Not sure if I’m any clearer, but hope that helps.

I think that OneDrive has solved this problem properly. You simply choose which folders to synchronize, end of story.

I think that what @kinleyd wants is to be able to see a list of already synced files on Syncthing interface and to open them from there. Am I right, @kinleyd?

1 Like

Exactly, @robsonsobral.

Actually, if we were to be really careful and select only folders that fit the space available on the target device, then syncthing has also already solved the problem.
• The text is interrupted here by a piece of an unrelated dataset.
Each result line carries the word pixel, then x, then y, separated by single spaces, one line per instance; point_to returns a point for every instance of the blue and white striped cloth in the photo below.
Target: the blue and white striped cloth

I guess the functionality I’m looking for is simply having access to, say my whole collection of music and videos, but selectively downloading what I want without worrying too much about space availability nor having to go back and create new shared folders on the client and the master in syncthing everytime I want something.

1 Like

Well selective sync solves this doesn’t it? You select folders you want. Once you are done, you unselect them (and perhaps part of that we delete the unselected files) and select something else?

How is seeing files which are synced in Syncthing any more beneficial than using the explorer?
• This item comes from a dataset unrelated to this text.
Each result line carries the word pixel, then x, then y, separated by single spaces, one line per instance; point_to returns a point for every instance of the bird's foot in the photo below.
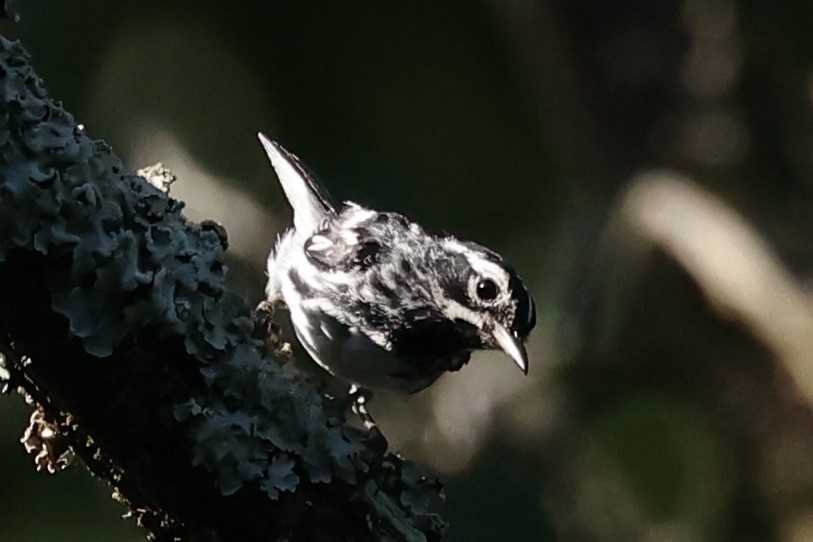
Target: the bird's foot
pixel 360 396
Sorry, I’m not sure if I’m missing something here. My point is that if I were to share, say my folder called Music, I can’t share it to my phone if Music contains my entire music collection (as it does, at 170GB) because my phone only has a max capacity of 16GB. I could then create different folder shares from within my Music folder so that it works within the constraints of my phone. That would work, but I would be less inclined to use syncthing as I could do pretty much the same thing with adb push or similar utility.

1 Like

I think you don’t understand what selective sync is. You choose which subfolders within a folder you want to sync.
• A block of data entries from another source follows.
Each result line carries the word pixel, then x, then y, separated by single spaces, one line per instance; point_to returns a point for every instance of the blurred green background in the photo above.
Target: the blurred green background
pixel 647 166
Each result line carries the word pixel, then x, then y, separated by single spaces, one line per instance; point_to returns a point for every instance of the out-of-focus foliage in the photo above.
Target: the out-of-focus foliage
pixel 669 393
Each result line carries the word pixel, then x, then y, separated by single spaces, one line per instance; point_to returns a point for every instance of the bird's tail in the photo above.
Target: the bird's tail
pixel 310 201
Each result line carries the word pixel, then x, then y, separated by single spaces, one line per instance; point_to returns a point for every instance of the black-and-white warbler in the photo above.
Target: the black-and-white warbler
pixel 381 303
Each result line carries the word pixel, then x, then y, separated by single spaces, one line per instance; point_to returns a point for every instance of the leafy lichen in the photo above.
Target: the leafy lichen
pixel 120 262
OK. Let me work through the syncthing sharing process again. My comments so far are based mostly on the default behaviour of syncthing, which if I’m correct to say, is to copy over all files. For btsync the default behaviour is to only copy over the directory structure. I’ll get back again. Thanks for your time. :slight_smile:

UPDATE: I’ve got syncthing for Android version 0.5.18 on my phone. I have advanced Folder Picker selected in settings, but beyond that I don’t see any selective folder picking options. Is it possible this version of the app doesn’t yet support selective folder picking?

UPDATE 2: I’ve gone through the process of sharing a smaller collection of folders again. I don’t see any where I can selectively download folders, and all folders are downloaded on the target device by default.

Android app version: 0.5.18 Desktop version: 0.10.26

Is useful if the file is toooooooooo deep down on file tree.

But this is something that have to wait for the new interface. This feature requires to see the files of the folder on the interface in two different modes:

  • file tree;
  • flat list.

For the moment, I think it’s too complex. The new interface is just a draft yet.